Intel Habana overtakes Nvidia with latest ML Perf results

We are excited to bring Transform 2022 back in person from July 19th, effectively July 20th to 28th. Join an AI and data leader for insightful talk and exciting networking opportunities. Register today!


Intel’s Habana has overtaken Nvidia with the latest ML Perf benchmark results. It has become an industry standard benchmark set for comparing AI accelerators. Nvidia has already announced next-generation GPUs, and the results show that competition for deep learning training hardware is intensifying.

Intel acquired startup Habana for $ 2 billion in late 2019, and at the end of last year its first-generation 16nm Gaudi NPU (Neural Processing Unit) was running in Amazon’s AWS cloud, $ 1 more than an Nvidia-based instance. It boasts 40% higher performance per unit. However, because it was competing with Nvidia’s 7nm A100, Habana almost achieved its value by charging a low price rather than beating Nvidia in performance.

This changed in May when Habana announced Gaudi 2 at 7nm. This triples the number of tensor-processed cores and provides up to 96GB of HBM2e. Habana claimed to outperform Nvidia’s major two-year-old data center GPU, the A100, with a comfortable margin. The announcement was just in time for inclusion in the latest MLPerf results, an industry attempt to standardize deep learning benchmarks.

Performance results

According to Havana, it was only 10 days after launch to submit the results, so it wasn’t possible to run all eight tests, and the two most widely known benchmarks, ResNet-50 (image recognition). And BERT (Natural Language) only. )process). MLPerf submission goes through a one-month peer review process.

Havana also said that a short time meant that there wasn’t yet time to thoroughly optimize the software. For example, Gaudi2 has added support for a new low-precision FP8 format that was not used in submissions. Instead, Habana chose to send results based on the same software available to all Habana customers, but Nvidia uses optimizations not available in the software available to customers. It has been with.

This means that there is a big difference in performance when not optimized. In Habana’s own tests using public repositories on Azure instances, Habana measured that Gaudi2 is at least twice as fast as the A100 on both the ResNet-50 and BERT. Habana claims that these results better represent the out-of-the-box performance that customers see with published software.

MLPerf results show that Gaudi2 was able to train ResNet-50 in 36% less time than Nvidia’s submission. This corresponds to 56% higher performance. However, keep in mind that the results of MLPerf, a deep learning startup MosaicML using PyTorch, are slower than Gaudi2, but provide 23.8 minutes of training time, which exceeds Nvidia’s own submissions. On the other hand, further optimization of the software may reduce Gaudi2’s time for future submissions.

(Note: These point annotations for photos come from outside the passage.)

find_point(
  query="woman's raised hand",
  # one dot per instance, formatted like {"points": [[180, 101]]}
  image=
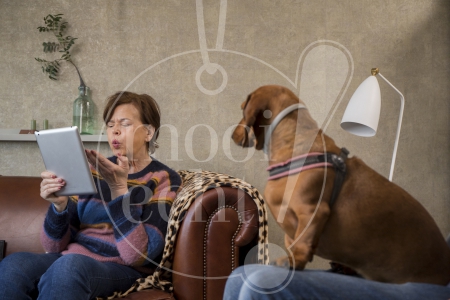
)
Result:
{"points": [[51, 184], [115, 175]]}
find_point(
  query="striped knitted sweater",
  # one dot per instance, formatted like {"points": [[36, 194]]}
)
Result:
{"points": [[128, 230]]}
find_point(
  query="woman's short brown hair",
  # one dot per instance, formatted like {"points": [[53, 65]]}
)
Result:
{"points": [[148, 110]]}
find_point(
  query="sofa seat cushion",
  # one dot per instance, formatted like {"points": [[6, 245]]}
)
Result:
{"points": [[150, 294]]}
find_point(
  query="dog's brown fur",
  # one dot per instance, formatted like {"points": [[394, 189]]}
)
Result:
{"points": [[375, 227]]}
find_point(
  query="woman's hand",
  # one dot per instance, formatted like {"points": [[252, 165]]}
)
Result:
{"points": [[51, 184], [115, 175]]}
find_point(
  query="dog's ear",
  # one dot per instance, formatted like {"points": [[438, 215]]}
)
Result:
{"points": [[243, 134]]}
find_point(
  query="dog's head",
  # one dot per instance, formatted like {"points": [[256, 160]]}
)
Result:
{"points": [[260, 108]]}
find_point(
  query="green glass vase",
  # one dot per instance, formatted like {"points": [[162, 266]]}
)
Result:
{"points": [[83, 111]]}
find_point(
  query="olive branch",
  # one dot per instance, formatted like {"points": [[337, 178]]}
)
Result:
{"points": [[54, 24]]}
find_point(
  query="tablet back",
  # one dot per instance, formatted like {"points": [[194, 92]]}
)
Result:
{"points": [[63, 154]]}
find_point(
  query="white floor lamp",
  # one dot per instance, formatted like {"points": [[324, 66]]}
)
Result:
{"points": [[363, 111]]}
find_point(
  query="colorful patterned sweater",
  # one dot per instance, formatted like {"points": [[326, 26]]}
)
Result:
{"points": [[128, 230]]}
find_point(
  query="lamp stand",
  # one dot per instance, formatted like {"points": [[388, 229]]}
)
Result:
{"points": [[399, 126]]}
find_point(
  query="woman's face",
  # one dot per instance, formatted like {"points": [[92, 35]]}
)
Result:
{"points": [[126, 133]]}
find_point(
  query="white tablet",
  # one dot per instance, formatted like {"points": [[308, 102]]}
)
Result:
{"points": [[63, 153]]}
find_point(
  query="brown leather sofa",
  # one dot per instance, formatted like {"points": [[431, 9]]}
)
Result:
{"points": [[22, 212]]}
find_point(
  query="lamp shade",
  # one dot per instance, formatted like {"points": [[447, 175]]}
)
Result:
{"points": [[363, 110]]}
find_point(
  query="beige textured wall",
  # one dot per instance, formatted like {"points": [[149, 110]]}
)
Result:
{"points": [[153, 47]]}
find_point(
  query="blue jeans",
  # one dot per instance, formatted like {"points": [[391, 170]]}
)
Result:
{"points": [[269, 282], [54, 276]]}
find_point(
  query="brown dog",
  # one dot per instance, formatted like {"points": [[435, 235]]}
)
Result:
{"points": [[374, 227]]}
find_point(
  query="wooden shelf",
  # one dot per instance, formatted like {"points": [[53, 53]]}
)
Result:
{"points": [[12, 135]]}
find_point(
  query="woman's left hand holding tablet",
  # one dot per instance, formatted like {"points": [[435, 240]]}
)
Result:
{"points": [[51, 184], [115, 175]]}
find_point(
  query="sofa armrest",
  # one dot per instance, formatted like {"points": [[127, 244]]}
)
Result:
{"points": [[216, 233], [22, 213]]}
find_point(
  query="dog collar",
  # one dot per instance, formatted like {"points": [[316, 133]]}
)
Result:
{"points": [[277, 120], [314, 160]]}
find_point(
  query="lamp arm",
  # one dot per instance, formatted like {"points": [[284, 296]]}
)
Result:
{"points": [[399, 126]]}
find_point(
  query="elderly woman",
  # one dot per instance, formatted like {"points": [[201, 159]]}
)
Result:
{"points": [[99, 244]]}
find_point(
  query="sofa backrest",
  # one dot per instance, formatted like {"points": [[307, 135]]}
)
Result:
{"points": [[22, 212]]}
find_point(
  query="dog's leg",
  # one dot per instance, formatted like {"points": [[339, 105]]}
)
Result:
{"points": [[312, 220]]}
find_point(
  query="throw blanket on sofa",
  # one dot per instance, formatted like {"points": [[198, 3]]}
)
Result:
{"points": [[194, 184]]}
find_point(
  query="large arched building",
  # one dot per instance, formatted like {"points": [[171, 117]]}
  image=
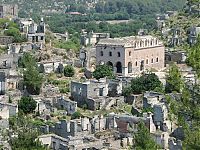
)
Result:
{"points": [[130, 56]]}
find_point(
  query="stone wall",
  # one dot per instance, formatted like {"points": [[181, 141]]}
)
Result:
{"points": [[4, 40]]}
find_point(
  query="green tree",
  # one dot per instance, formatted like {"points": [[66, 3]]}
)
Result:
{"points": [[27, 105], [173, 80], [192, 139], [32, 78], [127, 91], [69, 71], [143, 139], [193, 58], [27, 134], [102, 71]]}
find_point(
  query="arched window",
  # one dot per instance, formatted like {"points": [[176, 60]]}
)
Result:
{"points": [[101, 53], [129, 67], [147, 61], [118, 54], [140, 43], [145, 43], [119, 67], [151, 42], [157, 59], [156, 41]]}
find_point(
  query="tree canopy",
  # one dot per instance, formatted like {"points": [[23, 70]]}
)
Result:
{"points": [[193, 58], [31, 75], [173, 80], [27, 135], [143, 139]]}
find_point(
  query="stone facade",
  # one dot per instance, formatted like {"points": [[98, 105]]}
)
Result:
{"points": [[130, 56], [34, 33], [8, 11], [4, 40], [95, 93], [92, 38], [65, 104], [53, 141]]}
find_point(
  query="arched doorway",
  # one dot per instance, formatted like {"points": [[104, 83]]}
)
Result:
{"points": [[110, 64], [119, 67], [129, 67], [92, 61]]}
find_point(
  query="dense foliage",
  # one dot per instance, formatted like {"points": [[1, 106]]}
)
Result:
{"points": [[186, 111], [173, 80], [31, 75], [102, 71], [26, 138], [143, 139], [69, 71], [27, 105], [194, 57]]}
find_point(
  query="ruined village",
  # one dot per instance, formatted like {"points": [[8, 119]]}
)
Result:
{"points": [[77, 104]]}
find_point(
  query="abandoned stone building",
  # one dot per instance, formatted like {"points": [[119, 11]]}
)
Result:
{"points": [[114, 131], [4, 40], [8, 10], [50, 66], [34, 33], [130, 56], [95, 93], [193, 33], [92, 38], [63, 103], [8, 110]]}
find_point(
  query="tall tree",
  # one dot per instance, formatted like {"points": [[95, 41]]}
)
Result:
{"points": [[31, 75], [143, 139], [173, 80]]}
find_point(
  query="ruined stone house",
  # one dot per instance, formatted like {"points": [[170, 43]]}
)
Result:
{"points": [[130, 56]]}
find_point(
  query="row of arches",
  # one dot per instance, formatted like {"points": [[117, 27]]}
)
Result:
{"points": [[118, 66]]}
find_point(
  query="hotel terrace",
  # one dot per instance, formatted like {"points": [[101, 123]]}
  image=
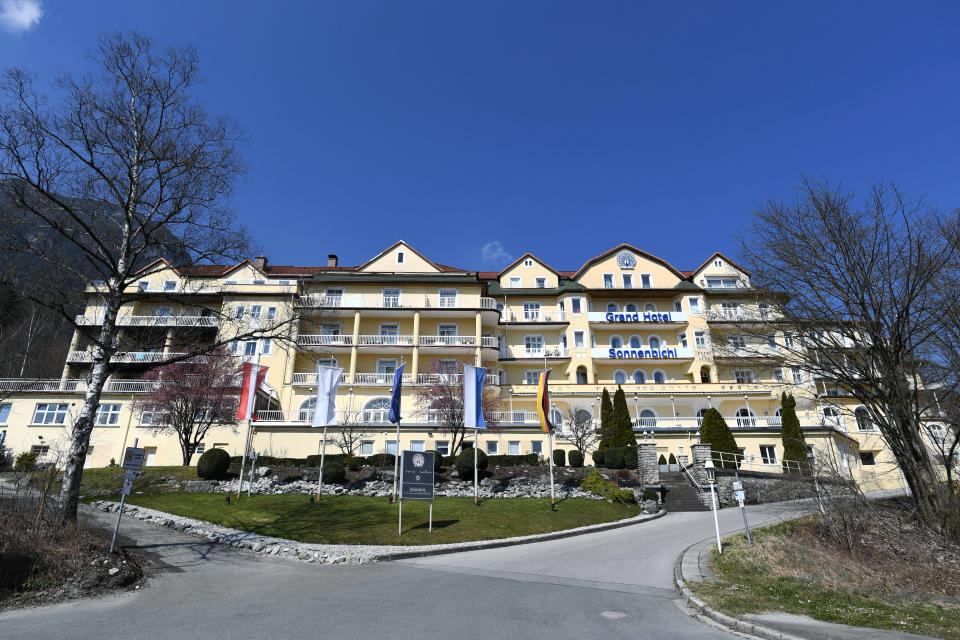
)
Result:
{"points": [[625, 318]]}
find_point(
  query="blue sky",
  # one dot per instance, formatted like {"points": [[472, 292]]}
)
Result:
{"points": [[562, 128]]}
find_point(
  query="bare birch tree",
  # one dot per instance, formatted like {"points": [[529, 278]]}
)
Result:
{"points": [[109, 172]]}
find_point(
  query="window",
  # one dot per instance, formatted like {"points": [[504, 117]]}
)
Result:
{"points": [[768, 453], [700, 339], [108, 414], [50, 414]]}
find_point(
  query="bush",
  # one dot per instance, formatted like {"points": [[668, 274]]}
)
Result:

At BERT, the win was small and Gaudi 2 was 7% shorter than the A100. Compared to Gaudi, Gaudi2 was 3x and 4.7x faster on the ResNet-50 and BERT, respectively. The results for all accelerators are based on 8 card servers. Habana also showed results for a 256-core system. This provides about 25 times higher performance compared to the 32x theoretical scaling limit, demonstrating that performance is maintained in scale-out configurations where these chips are frequently deployed.

What’s next

The theory of most AI startups was that you could beat Nvidia by throwing away all your GPUs and focusing solely on AI hardware. Although it took only a few days to submit the results since its official launch, Habana’s Gaudi 2 uses ready-to-use hardware and off-the-shelf software to build the Nvidia A100 with 7nm process technology. I defeated it. Habana further argues that the performance difference in non-optimized code other than MLPerf can more than double. Habana is likely to set the price of Gaudi 2 lower than Nviida’s A100, and each Gaudi chip also has 24 integrated 100G Ethernet ports, so total cost of ownership, as Habana and AWS have already claimed. The difference between can be even greater. Gaudi generation.

Habana may have won the crown of performance in this round, but Nvidia has already announced the next-generation H100, which will be available later this year. Habana hasn’t announced a cloud instance of Gaudi2 yet.